De acuerdo a los antecedentes de la investigación, la adolescente habría planificado el crimen junto a su pareja y ofrecieron el pago de $60 mil a un tercero.
La hija de la víctima entregó su declaración el pasado 16 de junio, donde reconoció que ordenó el homicidio tras tener una mala relación con su madre. Este argumento ha sido respaldado por su padre y exesposo de la fallecida.
Durante su relato, la menor de iniciales H.G.C.B., reconoció que contrató a una persona tras sostener una dura discusión con su mamá en la casa, producto que no aceptaba la relación de pololeo que sostenía.
La imputada habría dejado la ventana abierta del domicilio para que el tercer imputado pudiera ingresar. La víctima fue encontrada fallecida con múltiples lesiones y fracturas.
La declaración de la hija que ordenó homicidio de su madre
Reportajes T13 accedió en exclusiva a su relato ante la policía, donde comentó que "mi mamá que se llama Ingrid, no era buena madre, nos maltrataba físicamente y nos golpeaba hasta cansarse, decía que éramos unos estorbos en su vida, nunca nos quiso, nunca nos vio como hijos”.

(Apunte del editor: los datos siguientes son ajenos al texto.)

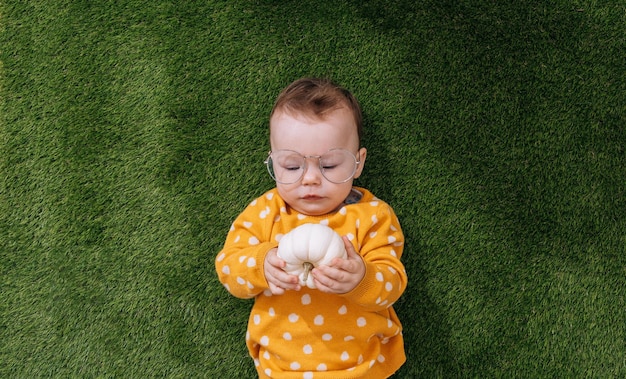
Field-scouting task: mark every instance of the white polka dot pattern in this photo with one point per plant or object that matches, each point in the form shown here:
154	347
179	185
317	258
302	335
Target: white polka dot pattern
308	331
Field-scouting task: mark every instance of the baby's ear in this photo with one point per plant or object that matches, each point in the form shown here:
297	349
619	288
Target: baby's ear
361	158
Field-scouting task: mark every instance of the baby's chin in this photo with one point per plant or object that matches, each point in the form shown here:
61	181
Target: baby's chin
315	209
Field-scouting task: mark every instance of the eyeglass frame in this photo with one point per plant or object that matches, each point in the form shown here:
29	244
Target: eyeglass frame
357	162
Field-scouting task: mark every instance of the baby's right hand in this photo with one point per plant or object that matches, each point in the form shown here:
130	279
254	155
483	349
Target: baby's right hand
277	279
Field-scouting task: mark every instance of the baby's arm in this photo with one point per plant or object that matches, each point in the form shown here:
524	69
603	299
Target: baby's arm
240	264
385	278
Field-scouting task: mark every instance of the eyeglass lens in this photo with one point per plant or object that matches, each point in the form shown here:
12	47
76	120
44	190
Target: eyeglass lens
288	167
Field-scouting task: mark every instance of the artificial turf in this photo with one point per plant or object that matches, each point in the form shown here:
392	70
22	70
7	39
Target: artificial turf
133	132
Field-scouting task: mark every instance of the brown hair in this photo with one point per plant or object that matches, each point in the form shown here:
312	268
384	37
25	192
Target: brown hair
316	96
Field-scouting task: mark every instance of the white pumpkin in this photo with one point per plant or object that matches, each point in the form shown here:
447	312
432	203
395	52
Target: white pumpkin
308	246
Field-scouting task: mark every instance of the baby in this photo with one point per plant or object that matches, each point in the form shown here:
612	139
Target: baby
346	327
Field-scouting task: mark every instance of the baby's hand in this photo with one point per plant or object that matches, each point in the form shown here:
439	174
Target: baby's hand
277	279
342	275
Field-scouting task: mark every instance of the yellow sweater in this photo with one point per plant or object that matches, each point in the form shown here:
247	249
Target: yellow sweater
308	333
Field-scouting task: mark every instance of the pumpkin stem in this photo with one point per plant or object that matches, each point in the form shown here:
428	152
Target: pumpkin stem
308	266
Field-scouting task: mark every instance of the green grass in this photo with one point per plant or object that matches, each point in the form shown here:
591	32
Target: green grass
133	132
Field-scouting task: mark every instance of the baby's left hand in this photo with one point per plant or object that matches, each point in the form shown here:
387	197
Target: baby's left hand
342	275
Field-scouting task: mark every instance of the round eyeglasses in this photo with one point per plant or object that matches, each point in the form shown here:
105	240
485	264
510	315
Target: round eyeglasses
288	166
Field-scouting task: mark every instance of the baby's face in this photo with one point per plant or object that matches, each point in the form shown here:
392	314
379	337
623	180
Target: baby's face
313	194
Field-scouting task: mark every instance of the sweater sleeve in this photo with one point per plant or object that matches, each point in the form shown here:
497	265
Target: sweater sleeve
239	264
381	248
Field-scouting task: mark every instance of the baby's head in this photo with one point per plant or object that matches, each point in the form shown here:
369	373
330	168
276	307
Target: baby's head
316	98
315	133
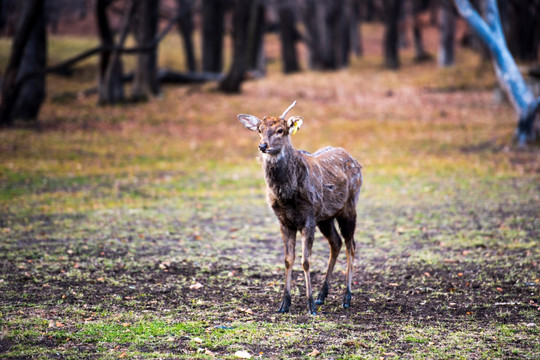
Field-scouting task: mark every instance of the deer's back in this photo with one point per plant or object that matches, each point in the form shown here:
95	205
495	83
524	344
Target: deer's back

Según su testimonio, empezó a organizar el crimen cuando su madre la sorprendió con su pololo en la pieza. "Ella me dijo que si lo volvía a ver una vez mas en la casa, lo acusaría por robo, eso pasó por vernos teniendo relaciones sexuales en la casa”.
"Ella me trato mal, me quiso pegar. Me encerré en la pieza y escuchaba después de ese momento que ojalá me hubiese muerto en el parto (...) yo era una decepción y si quedara embarazada me echaría de la casa”, agregó.
La hija de la víctima sostuvo que en un inicio consideró usar veneno para ratones con el fin de acabar con la vida de su madre, sin embargo, determinó contratar a una persona del liceo donde estudiaba.
“Era un conocido de mi pololo con quien no tenía mucha relación, pero iba a un mismo taller al cual yo asisto. No recuerdo el apellido, pero es alto, grande, musculoso de brazos, gordito de abdomen, medio moreno y siempre usa gorro”, describió H.G.C.B, quien precisó que no puso límites en el dinero que debía usarse para concretar la muerte de su madre.
“Yo pagaría incluso en cuotas, aunque no alcancé a pagarle nada”, reveló.
Tras la comisión del crimen, el sicario envió una foto para comprobar que había realizado el trabajo. “A. mandó una foto al R., pero él no quiso que yo la viera, no la vi ni tampoco me la describió. Me dijo que lo hacía para corroborar lo que había hecho. Mi pololo la borró para que no nos pillaran”, sostuvo la joven de 17 años.
De acuerdo a su relato, ante el homicidio comenzó a sentirse mal mientras estaba en su liceo. "Me comencé a sentir mal por la presión que sentía. Incluso me desmayé en el baño, y yo quería irme a casa, quería pillarla primero que mi papá sabía que él llegaba tipo 14:00 horas a la casa”, dijo.
Debido a esto, los imputados se trasladaron hasta la casa de la víctima. “Abrimos la puerta principal sin ingresar, pero vimos un desorden horrible mucha sangre en todas partes especialmente en el living, me bajo la presión me tuve que sentar y R. llamó a los carabineros”, comentó la imputada al detective.